Rachele Mussolini

Benito, meanwhile, having returned from Switzerland, moved after a couple of years to Forlì, to his father's place, and there he met Rachele again; for them it was the classic love at first sight.

[2][3] However, the families disagreed about their relationship, and so in 1909 Benito summoned his father and Rachele's mother and, wielding a revolver, told them that if they did not consent to their marriage, he would kill her and himself.

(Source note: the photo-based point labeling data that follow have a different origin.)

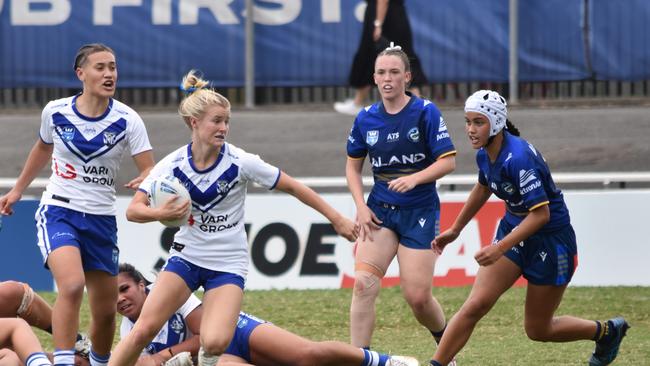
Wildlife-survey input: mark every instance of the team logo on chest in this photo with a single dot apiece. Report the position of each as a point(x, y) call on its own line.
point(222, 186)
point(372, 137)
point(109, 138)
point(508, 188)
point(414, 134)
point(176, 324)
point(66, 133)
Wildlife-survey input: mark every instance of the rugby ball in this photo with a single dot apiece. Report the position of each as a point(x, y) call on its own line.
point(162, 189)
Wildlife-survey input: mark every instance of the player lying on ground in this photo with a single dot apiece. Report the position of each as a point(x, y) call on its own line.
point(22, 346)
point(255, 342)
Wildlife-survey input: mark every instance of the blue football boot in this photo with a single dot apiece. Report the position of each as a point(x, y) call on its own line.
point(606, 352)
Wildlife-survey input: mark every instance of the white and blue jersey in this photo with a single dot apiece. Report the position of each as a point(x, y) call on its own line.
point(521, 178)
point(214, 237)
point(87, 153)
point(398, 145)
point(173, 332)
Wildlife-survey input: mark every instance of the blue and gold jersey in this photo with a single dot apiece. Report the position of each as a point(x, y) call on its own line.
point(398, 145)
point(521, 178)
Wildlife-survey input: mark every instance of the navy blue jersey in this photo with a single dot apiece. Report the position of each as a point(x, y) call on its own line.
point(521, 178)
point(398, 145)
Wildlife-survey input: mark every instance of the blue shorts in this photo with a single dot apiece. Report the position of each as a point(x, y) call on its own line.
point(240, 346)
point(548, 258)
point(195, 276)
point(94, 235)
point(415, 227)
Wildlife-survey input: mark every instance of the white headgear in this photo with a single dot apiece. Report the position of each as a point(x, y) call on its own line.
point(490, 104)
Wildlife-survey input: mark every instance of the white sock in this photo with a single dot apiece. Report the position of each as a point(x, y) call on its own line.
point(38, 359)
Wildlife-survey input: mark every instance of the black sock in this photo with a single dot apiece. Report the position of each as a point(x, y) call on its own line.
point(599, 328)
point(609, 332)
point(437, 336)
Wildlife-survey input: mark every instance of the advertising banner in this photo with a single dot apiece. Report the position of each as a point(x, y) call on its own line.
point(292, 246)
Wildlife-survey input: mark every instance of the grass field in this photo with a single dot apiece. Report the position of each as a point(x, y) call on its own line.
point(499, 338)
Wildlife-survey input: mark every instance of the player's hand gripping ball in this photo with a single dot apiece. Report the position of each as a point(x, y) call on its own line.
point(164, 188)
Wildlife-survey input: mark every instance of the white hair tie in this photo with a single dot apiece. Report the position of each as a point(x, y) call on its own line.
point(392, 47)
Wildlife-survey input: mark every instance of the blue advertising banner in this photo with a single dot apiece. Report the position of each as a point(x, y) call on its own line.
point(312, 42)
point(21, 259)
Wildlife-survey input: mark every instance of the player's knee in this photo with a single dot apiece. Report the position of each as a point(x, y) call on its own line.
point(72, 290)
point(9, 357)
point(537, 333)
point(104, 319)
point(11, 296)
point(366, 285)
point(311, 354)
point(214, 344)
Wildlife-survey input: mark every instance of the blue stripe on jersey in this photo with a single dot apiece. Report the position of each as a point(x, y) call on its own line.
point(84, 149)
point(176, 332)
point(215, 193)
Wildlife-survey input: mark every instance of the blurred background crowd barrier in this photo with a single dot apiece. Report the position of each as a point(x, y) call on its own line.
point(300, 51)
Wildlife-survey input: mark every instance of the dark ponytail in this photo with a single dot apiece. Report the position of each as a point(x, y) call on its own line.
point(511, 128)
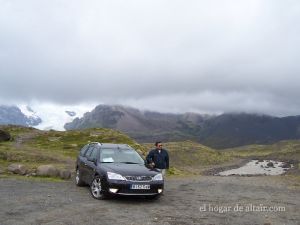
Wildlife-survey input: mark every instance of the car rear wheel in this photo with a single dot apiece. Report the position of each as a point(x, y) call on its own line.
point(78, 180)
point(97, 189)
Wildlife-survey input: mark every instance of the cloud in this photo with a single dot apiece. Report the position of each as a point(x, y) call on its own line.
point(212, 56)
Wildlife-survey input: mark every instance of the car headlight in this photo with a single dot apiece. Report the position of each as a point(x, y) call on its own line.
point(158, 177)
point(114, 176)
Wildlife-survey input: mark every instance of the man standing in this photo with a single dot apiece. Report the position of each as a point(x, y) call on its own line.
point(158, 158)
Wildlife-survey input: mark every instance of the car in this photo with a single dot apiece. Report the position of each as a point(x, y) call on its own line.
point(116, 169)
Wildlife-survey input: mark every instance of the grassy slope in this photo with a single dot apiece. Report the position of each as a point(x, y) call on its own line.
point(33, 147)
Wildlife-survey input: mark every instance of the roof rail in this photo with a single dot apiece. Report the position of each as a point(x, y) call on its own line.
point(95, 142)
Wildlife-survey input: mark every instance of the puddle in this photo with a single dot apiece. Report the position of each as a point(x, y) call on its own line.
point(256, 167)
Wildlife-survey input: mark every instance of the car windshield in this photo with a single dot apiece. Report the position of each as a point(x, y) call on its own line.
point(128, 156)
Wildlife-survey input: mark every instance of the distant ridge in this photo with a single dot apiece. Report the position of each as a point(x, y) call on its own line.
point(223, 131)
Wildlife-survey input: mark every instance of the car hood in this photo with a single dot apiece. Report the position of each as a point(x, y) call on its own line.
point(129, 169)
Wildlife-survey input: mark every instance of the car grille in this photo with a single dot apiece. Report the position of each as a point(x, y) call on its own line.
point(138, 178)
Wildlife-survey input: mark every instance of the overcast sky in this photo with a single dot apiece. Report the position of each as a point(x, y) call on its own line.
point(209, 56)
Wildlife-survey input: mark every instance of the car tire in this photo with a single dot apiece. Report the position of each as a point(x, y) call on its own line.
point(78, 180)
point(96, 189)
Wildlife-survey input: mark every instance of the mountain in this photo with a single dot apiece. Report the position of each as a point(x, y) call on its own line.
point(41, 116)
point(223, 131)
point(14, 115)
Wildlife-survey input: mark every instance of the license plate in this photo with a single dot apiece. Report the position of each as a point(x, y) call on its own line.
point(140, 186)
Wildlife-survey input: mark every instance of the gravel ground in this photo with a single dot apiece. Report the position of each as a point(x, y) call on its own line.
point(196, 200)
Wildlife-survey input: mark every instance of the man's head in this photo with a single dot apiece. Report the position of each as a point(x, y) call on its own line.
point(158, 145)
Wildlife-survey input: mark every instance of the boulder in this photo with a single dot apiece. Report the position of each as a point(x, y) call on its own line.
point(65, 174)
point(17, 168)
point(47, 171)
point(4, 135)
point(286, 165)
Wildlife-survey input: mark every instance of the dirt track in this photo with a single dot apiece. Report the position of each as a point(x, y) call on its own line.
point(33, 202)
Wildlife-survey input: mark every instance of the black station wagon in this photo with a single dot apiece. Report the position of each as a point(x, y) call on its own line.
point(116, 169)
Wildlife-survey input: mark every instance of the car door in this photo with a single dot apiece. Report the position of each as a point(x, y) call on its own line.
point(92, 160)
point(83, 165)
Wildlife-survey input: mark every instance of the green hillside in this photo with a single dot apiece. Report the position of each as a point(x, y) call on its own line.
point(33, 147)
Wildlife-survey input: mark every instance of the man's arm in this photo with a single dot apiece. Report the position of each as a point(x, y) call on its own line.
point(149, 157)
point(167, 160)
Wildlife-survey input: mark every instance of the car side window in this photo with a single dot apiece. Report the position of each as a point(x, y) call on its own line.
point(93, 155)
point(83, 150)
point(89, 151)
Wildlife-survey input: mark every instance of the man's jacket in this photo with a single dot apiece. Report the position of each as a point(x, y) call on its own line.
point(161, 159)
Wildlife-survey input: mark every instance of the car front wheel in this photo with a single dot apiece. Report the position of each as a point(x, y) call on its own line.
point(97, 189)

Many sources agree that Rachel had a stern and authoritarian temperament, sometimes even more so than her husband: she was, for example, opposed to any act of clemency towards her son-in-law Galeazzo Ciano during the Verona trial and worsened, because of this, her relations with her daughter Edda, who called her “the real dictator of the house.”[6] Moreover, in the last months of 1943 she would go every night for two hours to talk with Guido Buffarini Guidi, minister of the interior of the Italian Social Republic, asking him for more severity in order to restore internal order.

She remained loyal to Mussolini until the end but, on 28 April 1945, was not with him when he and his mistress, Claretta Petacci, were captured and executed by Italian partisans.

Although she tried to flee from Italy after World War II, she was arrested in April 1945 in Como, close to Switzerland, by Italian partisans.